FBR be confined to tax collection only, PSMAAugust 18, 2014
Karachi: Chairman of Pakistan Soap Manufacturers Association (PSMA), Tanvir Ahmed Sufi has said that Federal Board of Revenue (FBR) should not be allowed to devise economic policies and it should only remain confined to tax collection and revenue generation activities.
Tanvir Sufi, who led a delegation of Pakistan Soap Manufacturers Association (PSMA) during their visit to Karachi Chamber of Commerce and Industry (KCCI), said that FBR should focus on revenue generation and seek ways on how to further enhance low tax base whereas an independent body should be formed to devise various economic policies including the federal budget of the country.
This independent body, he added, should comprise of all stakeholders including experts, economists, intellectuals, prominent businessmen & industrialists along with representatives of Chambers of Commerce & Industry which, if done, would certainly create an enabling atmosphere for everyone, besides ensure progress and prosperity for the country.
President KCCI, Abdullah Zaki and KCCI Managing Committee members Zafar Saeed Baghpatee, Muhammad Saqib, Abid Nisar and Asif Nisar were also present at the meeting while PSMA delegation comprised of its Chairman, Tanvir Ahmed Sufi, Muhammad Ali Zia, Tariq Zakaria, Shehzad Mushtaq Paracha, Syed Anwar Sohail Rizvi, Tahir Zaman, Naveed Farooq Faridi, Muhammad Haroon Potiawala and others.
Tanvir Ahmed sought KCCI’s assistance in convincing the government to form the proposed independent body which will be responsible for reviewing the overall business climate along with various economic indicators and accordingly devise policies in the larger interest of the country.
“Currently, FBR’s policies are focused more on revenue generation and the government ignores needs and requirements of industries. The negative consequences of overburdening the existing taxpayers are also being neglected which is likely to keep various economic indicators depressed”, he added.
He said that obsolete tax policy needs to be revised as most of the decades old tax collections measures cannot be applied nowadays. The old tax policy gives enough room for tax evasion and corruption.
Speaking on the occasion, President KCCI Abdullah Zaki said that although the government has formulated a Business Advisory Council to take business community on board in the decision-making process but it needs to be made more effective with a view to ensure that the decisions taken and consensus reached during advisory council’s meeting are timely implemented in letter and spirit.
He pointed out that harassment and mistrust are the main issues being faced by taxpayers who, despite facing severe hardships in dealing with FBR authorities, continue to clear their tax liabilities on time but they are constantly being discouraged and after witnessing the trouble being faced by existing taxpayers, the non-taxpayers prefer staying away from FBR.
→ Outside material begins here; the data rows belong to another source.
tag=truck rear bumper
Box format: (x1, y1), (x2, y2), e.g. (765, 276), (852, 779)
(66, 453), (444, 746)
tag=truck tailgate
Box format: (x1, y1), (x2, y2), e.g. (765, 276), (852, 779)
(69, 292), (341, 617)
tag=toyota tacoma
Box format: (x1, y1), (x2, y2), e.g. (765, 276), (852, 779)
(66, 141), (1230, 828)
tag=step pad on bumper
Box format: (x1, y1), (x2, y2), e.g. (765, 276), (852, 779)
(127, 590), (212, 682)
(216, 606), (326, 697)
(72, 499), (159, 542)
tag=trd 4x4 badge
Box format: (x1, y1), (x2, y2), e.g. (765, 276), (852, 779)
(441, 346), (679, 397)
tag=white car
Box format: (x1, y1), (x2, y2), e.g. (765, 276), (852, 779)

Complex procedures in filing tax returns need to be simplified and it is high time that FBR must come up with a one-window automated facility for the entire tax collection process which would not only help in minimizing the problems being faced by taxpayers but will also effectively deal with widespread corruption, Abdullah added.
He assured PSMA delegation that their suggestions to keep FBR confined to revenue generation only and to establish a separate and independent body for devising economic policies of the country will certainly be raised in the next meeting of Business Advisory Council.
In the end, Abdullah Zaki, while stressing the need for coordinated efforts, extended full support and cooperation to PSMA delegation in dealing with various issues.